Simplify the left - hand side:

\( 81+x + 5+6x-11 = 180 \)

Combine like terms:

\( (x+6x)+(81 + 5-11)=180 \)

\( 7x+75 = 180 \)

Subtract 75 from both sides:

\( 7x=180 - 75=105 \)

Divide both sides by 7:

\( x=\frac{105}{7}=15 \)

Step2: Now that we have \( x = 15 \), we can find the angle \( (x + 5)^\circ=(15 + 5)^\circ = 20^\circ \), and \( (6x - 11)^\circ=(6\times15-11)^\circ=(90 - 11)^\circ = 79^\circ \)

Now, let's look at the other triangle with angles \( (4y-18)^\circ \), \( (y + 14)^\circ \), and \( (6x - 11)^\circ=79^\circ \). The sum of angles in a triangle is \( 180^\circ \), so:

\( (4y-18)+(y + 14)+79 = 180 \)

Combine like terms:

\( 4y-18+y + 14+79 = 180 \)

\( 5y+( - 18+14 + 79)=180 \)

\( 5y+( - 4+79)=180 \)

\( 5y + 75=180 \)

Subtract 75 from both sides:

\( 5y=180 - 75 = 105 \)

Divide both sides by 5:

\( y=\frac{105}{5}=21 \)

Wait, let's check again. Wait, maybe the two triangles are congruent, so the angles \( (4y - 18)^\circ=81^\circ \)? Wait, that might be a better approach. Let's try that. If \( (4y-18)^\circ = 81^\circ \), then:

\( 4y-18 = 81 \)

\( 4y=81 + 18=99 \)

\( y=\frac{99}{4}=24.75 \), which doesn't match the previous result. So my first approach was wrong.

Let's start over. The two triangles are congruent (since they are formed by vertical angles, so the included angles are equal, and if the sides are equal, but maybe the triangles are congruent by ASA). So the angle \( (4y - 18)^\circ \) corresponds to \( 81^\circ \), the angle \( (y + 14)^\circ \) corresponds to \( (x + 5)^\circ \), and the angle \( (6x - 11)^\circ \) corresponds to the angle opposite (vertical angle). Wait, vertical angles are equal, so \( (6x - 11)^\circ \) is equal to the angle in the other triangle.

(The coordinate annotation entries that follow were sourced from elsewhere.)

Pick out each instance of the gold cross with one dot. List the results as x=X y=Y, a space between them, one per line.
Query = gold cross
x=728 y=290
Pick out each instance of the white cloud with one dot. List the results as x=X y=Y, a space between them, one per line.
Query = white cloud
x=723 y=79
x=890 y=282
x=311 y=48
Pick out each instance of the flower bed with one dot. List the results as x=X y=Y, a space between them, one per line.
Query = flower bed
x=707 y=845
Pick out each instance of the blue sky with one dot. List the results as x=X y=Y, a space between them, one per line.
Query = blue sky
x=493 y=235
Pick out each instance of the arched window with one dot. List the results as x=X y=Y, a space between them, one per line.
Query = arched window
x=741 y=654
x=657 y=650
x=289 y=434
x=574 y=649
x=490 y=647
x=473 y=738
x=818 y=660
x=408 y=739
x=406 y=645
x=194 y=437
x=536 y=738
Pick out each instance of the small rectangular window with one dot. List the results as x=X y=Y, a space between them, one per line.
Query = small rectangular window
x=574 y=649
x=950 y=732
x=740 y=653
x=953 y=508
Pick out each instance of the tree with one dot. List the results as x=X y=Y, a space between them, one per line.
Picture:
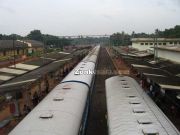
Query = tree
x=35 y=35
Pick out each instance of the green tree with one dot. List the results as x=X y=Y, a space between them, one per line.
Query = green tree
x=35 y=35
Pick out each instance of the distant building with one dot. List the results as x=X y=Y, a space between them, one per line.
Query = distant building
x=20 y=47
x=33 y=46
x=170 y=53
x=149 y=43
x=8 y=49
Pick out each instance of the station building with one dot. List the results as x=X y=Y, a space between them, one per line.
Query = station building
x=170 y=53
x=19 y=47
x=149 y=43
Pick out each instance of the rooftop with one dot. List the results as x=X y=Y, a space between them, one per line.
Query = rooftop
x=152 y=39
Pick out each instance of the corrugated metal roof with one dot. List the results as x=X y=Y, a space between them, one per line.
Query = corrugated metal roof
x=134 y=119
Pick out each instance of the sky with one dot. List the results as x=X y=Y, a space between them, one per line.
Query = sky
x=87 y=17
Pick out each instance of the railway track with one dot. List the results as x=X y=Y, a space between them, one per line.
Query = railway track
x=97 y=122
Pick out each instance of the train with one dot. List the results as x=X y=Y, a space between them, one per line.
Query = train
x=130 y=111
x=64 y=110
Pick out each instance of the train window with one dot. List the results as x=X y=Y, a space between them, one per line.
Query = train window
x=134 y=102
x=138 y=110
x=124 y=83
x=150 y=131
x=58 y=99
x=125 y=87
x=46 y=115
x=131 y=96
x=66 y=87
x=144 y=120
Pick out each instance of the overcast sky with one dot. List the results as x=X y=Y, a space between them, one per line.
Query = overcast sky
x=81 y=17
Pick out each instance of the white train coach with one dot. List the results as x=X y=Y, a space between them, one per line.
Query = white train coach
x=64 y=110
x=131 y=111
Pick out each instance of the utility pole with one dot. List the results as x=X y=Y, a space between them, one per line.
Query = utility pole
x=14 y=53
x=44 y=51
x=155 y=45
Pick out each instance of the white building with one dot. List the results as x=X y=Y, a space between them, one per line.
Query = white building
x=170 y=53
x=149 y=43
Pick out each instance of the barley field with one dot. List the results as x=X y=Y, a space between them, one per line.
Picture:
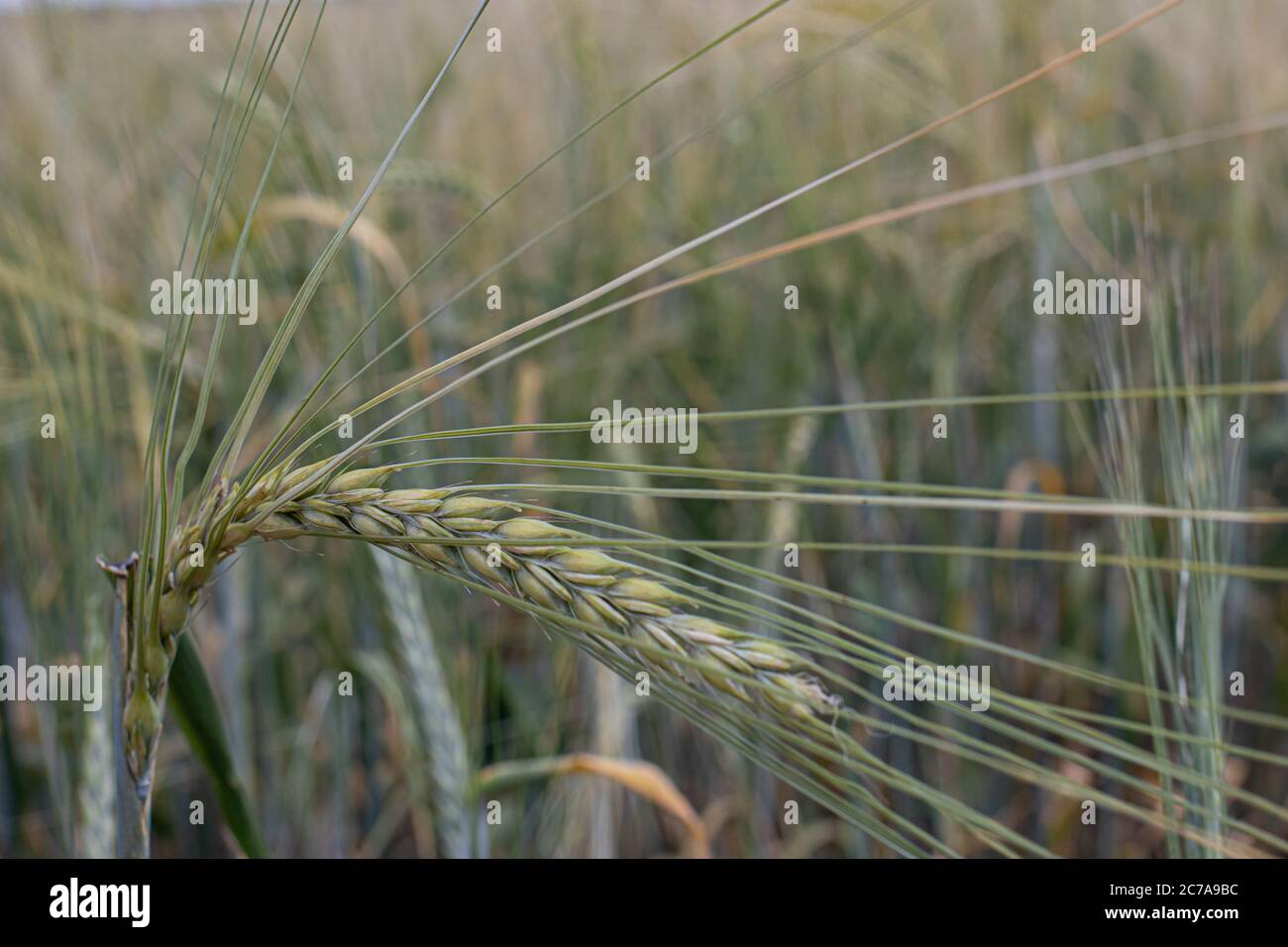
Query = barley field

Let's use the fact that in each triangle, the sum of angles is \( 180^\circ \).

For the right - hand triangle: angles are \( 81^\circ \), \( (x + 5)^\circ \), and \( \theta \) (where \( \theta=(6x - 11)^\circ \) because vertical angles are equal). So \( 81+(x + 5)+(6x - 11)=180 \)

Simplify:

\( 81+x + 5+6x-11 = 180 \)

\( 7x+75 = 180 \)

\( 7x=105 \)

\( x = 15 \) (this part was correct)

Now, for the left - hand triangle: angles are \( (4y - 18)^\circ \), \( (y + 14)^\circ \), and \( (6x - 11)^\circ=(6\times15 - 11)^\circ=79^\circ \)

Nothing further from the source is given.